Logo
Aktuell Ausland

Journalistin will nach Fernsehprotest in Russland bleiben

Wegen ihrer Protestaktion gegen den Ukraine-Krieg im russischen Fernsehen wurde sie als Heldin gefeiert. Jetzt fürchtet die Journalistin Marina Owssjannikowa um ihr Leben.

Marina Owssjannikowa
Marina Owssjannikowa fürchtet nach ihrer Protestaktion im russischen Fernsehen um ihr Leben. Foto: Twitter
Marina Owssjannikowa fürchtet nach ihrer Protestaktion im russischen Fernsehen um ihr Leben.
Foto: Twitter

Die russische TV-Journalistin, die während der Nachrichten im Staatsfernsehen mit einem Plakat gegen Russlands Krieg in der Ukraine protestiert hat, will trotz Angst um ihre Sicherheit ihr Land nicht verlassen.

»Wir werden in Russland bleiben«, sagte Marina Owssjannikowa in einem Interview des »Spiegel« über sich und ihre beiden Kinder - sie hat einen 17 Jahre alten Sohn und eine 11 Jahre alte Tochter. Zwar mache sie sich große Sorgen, aber: »Ich bin Patriotin, mein Sohn (ist) ein noch viel größerer. Wir wollen auf keinen Fall weg, nirgendwo hin auswandern.« Dabei wisse sie: »Mein Leben hat sich für immer verändert, das begreife ich erst langsam. Ich kann nicht mehr zurück in mein altes Leben.«

Die Redakteurin des russischen Staatsfernsehens hatte am Montagabend in den Hauptnachrichten des Ersten Kanals ein Protestplakat gegen den Krieg in der Ukraine in die Kamera gehalten. Auf dem Plakat war auch zu lesen, dass die Zuschauer »hier belogen« werden. Zudem bezeichnete Owssjannikowa den russischen Angriff auf die Ukraine in einem separat aufgenommenen Video als Verbrechen. In russischen Staatsmedien ist es untersagt, von einem Krieg zu sprechen. Die Staatsführung nennt das Vorgehen im Nachbarland eine »militärische Spezialoperation« zur »Entmilitarisierung« und zur »Entnazifizierung« der Ukraine.

Derzeit verstecke sie sich bei Freunden, sagte Owssjannikowa dem »Spiegel«. Sie habe große Angst vor den Folgen ihres Handelns und bange um ihre Sicherheit. Aber sie »habe bereits den Punkt überschritten, an dem es kein Zurück mehr gibt«, sagt die Journalistin. »Ich kann nun offen und öffentlich so sprechen.« Zum Zeitpunkt ihrer Protestaktion habe sie nicht an die weitreichenden Konsequenzen gedacht, sagte Owssjannikowa. »Sie werden mir nun bewusst. Jeden Tag mehr und mehr«, sagte die 44-Jährige.

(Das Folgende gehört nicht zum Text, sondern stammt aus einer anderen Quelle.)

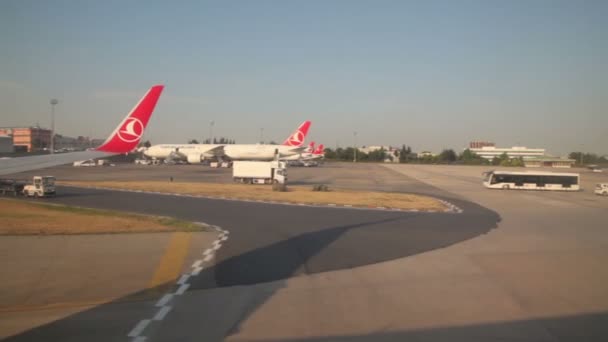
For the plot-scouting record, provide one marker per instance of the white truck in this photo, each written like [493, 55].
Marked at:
[258, 172]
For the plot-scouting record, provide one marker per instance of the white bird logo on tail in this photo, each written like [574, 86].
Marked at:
[131, 131]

Owssjannikowa war für ihre Aktion bereits am Dienstag zu einer Geldstrafe von 30 000 Rubel, rund 226 Euro, verurteilt worden. Möglicherweise droht ihr aber noch eine weitere Strafe: Es seien Ermittlungen wegen der angeblichen Verbreitung von Lügen über Russlands Streitkräfte aufgenommen worden, meldete die Staatsagentur Tass unter Berufung auf eine Quelle bei den Ermittlungsbehörden. Befürchtet wurde, dass Owssjannikowa doch noch nach dem neuen Mediengesetz belangt werden könnte, das bis zu 15 Jahre Haft vorsieht.

Das Bewusstsein für eine Realität jenseits der offiziellen Sicht der russischen Staatsführung habe sie auch im Umgang mit Auslandsnachrichten und ausländischen Medien entwickelt. »Ich verstehe, dass jeder Staat für seine Interessen kämpft, wir uns in einem Informationskrieg befinden«, sagte die Journalistin. »In unserem Land hatte die Staatspropaganda aber schon vor dem Krieg in der Ukraine schreckliche Formen angenommen. Jetzt mit Beginn des Krieges ist es unmöglich, die Propaganda zu ertragen.«

Nach ihrer Aktion werde ihr Leben nun »ganz anders« werden, meint Owssjannikowa, auch wenn sie nicht wisse, was wird. »Planen kann sowieso niemand mehr.« Der russische Krieg gegen die Ukraine habe »alle Pläne zerstört«.